というのもあるけど、なにより、この店のマスターが中々のイケオジなのだ。
「あっ、もしかして、この喫茶店に来るのも…?」
「ふふっ、マスターには内緒よ?」
口元に指を当てて、ウィンクしてみせる。
するとメアリは、同じように口元に指を当てながら「分かってますよ。内緒ですね」と微笑む。
その可愛らしい笑顔を見ると、わたしも思わず笑みがこぼれてしまう。
この子が本当に、この世界の主人公なんだなと思わされる。
プレイヤーとしてゲームを何周もしたのは、もちろん、攻略対象のイケメン目当てではあったのだけど、メアリの可愛さも、わたしのモチベーションを上げる大きな要因だった。
モニター越しに眺める事しか出来なかった、推し達。
それが今は、実際に生きて動いている彼らが目の前に居て、触れ合う事さえ出来る。これが嬉しくない訳がない。
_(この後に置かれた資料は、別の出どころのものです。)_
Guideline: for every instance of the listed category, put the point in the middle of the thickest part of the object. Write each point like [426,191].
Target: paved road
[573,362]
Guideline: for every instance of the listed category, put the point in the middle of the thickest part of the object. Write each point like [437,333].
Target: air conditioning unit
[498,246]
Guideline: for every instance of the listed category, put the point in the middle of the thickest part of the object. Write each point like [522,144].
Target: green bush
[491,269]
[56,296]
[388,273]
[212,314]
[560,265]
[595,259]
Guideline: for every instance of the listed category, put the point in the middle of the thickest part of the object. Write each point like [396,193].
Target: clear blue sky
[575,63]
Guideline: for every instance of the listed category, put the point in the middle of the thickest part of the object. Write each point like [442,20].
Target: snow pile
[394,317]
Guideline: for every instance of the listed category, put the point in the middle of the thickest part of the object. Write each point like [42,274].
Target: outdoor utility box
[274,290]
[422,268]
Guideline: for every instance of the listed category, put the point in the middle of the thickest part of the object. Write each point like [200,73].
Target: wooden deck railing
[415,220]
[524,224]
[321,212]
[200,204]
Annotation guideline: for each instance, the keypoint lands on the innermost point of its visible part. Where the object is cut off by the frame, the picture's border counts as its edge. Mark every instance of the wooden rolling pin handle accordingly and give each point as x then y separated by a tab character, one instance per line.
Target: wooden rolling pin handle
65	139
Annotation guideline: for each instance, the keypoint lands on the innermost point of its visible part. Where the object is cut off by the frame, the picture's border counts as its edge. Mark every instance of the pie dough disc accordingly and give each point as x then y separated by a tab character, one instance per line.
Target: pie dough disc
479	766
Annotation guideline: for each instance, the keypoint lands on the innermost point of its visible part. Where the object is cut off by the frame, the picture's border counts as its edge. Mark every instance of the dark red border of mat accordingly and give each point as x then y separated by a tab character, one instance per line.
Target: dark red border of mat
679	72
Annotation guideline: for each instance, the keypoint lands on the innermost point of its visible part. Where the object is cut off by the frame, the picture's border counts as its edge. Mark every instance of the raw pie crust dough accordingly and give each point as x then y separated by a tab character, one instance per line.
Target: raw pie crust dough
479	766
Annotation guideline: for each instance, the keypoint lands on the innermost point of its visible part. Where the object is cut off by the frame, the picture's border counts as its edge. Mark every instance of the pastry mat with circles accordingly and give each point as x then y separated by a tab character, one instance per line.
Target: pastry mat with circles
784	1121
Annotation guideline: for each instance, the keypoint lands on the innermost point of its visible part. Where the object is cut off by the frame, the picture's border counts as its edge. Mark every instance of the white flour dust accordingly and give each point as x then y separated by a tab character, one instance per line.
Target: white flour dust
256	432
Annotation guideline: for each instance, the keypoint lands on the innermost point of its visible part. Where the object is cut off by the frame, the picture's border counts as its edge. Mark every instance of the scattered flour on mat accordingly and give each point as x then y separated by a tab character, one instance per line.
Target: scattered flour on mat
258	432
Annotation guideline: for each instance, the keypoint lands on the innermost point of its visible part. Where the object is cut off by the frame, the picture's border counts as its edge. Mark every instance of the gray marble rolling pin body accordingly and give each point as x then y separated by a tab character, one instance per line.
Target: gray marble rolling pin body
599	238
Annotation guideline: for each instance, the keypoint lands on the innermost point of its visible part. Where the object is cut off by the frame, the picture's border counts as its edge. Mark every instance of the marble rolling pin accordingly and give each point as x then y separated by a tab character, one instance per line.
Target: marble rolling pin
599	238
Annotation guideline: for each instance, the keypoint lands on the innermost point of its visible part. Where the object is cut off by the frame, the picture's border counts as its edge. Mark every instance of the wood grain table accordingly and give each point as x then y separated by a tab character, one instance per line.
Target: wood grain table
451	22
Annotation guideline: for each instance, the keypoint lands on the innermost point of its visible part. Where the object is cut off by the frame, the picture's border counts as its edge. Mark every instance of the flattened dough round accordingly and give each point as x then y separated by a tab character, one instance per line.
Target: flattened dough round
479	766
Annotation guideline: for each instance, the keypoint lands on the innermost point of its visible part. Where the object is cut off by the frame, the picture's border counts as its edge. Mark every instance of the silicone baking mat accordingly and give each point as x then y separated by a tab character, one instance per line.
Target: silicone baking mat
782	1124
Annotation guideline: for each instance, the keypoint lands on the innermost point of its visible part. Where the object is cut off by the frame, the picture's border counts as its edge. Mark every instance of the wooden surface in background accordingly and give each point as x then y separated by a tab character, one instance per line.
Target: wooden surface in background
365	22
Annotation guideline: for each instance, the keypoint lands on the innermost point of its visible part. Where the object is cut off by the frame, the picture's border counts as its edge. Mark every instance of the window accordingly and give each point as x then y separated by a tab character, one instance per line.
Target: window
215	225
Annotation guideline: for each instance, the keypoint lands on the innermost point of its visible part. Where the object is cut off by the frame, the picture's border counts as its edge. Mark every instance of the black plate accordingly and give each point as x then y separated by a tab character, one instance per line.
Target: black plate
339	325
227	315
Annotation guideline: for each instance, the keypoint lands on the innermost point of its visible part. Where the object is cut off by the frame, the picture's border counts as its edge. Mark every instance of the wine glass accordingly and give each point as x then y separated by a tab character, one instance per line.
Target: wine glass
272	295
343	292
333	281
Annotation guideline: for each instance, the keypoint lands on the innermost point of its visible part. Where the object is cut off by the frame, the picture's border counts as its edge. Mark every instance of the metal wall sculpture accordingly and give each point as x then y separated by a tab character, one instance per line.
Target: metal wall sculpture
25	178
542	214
だけどこの生活は、わたしの死によって、あと1年足らずで終わるのだ。
「メアリさん。貴方は、わたしの分まで幸せになってね」
そう思っていると、自然とそんな言葉が飛び出す。
「もう、アリエル様ったら、縁起でもない事言わないでください。いくら、アリエル様に予知の力があるからって、それが当たるとは限りないじゃないですか」
もちろん、友人であるメアリにも「予言」は伝えてある。
だけど、メアリはこうして、いつも前向きな言葉で励ましてくれる。
さすが、この世界の主人公。
さすが、この物語のヒロイン。
本当に、眩しいくらいに可愛い。
そんな天使のような女の子に、わたしは笑って「そうだといいわね」と返すのだった。
・
・
・
そして運命の日が訪れる。
王子であるルーファス殿下と会える、数少ない機会。王城での舞踏会の日。
メアリや、攻略対象のイケメン達、ゲームの主要な登場人物が一同に集まるこの日は、このゲーム最後のイベント。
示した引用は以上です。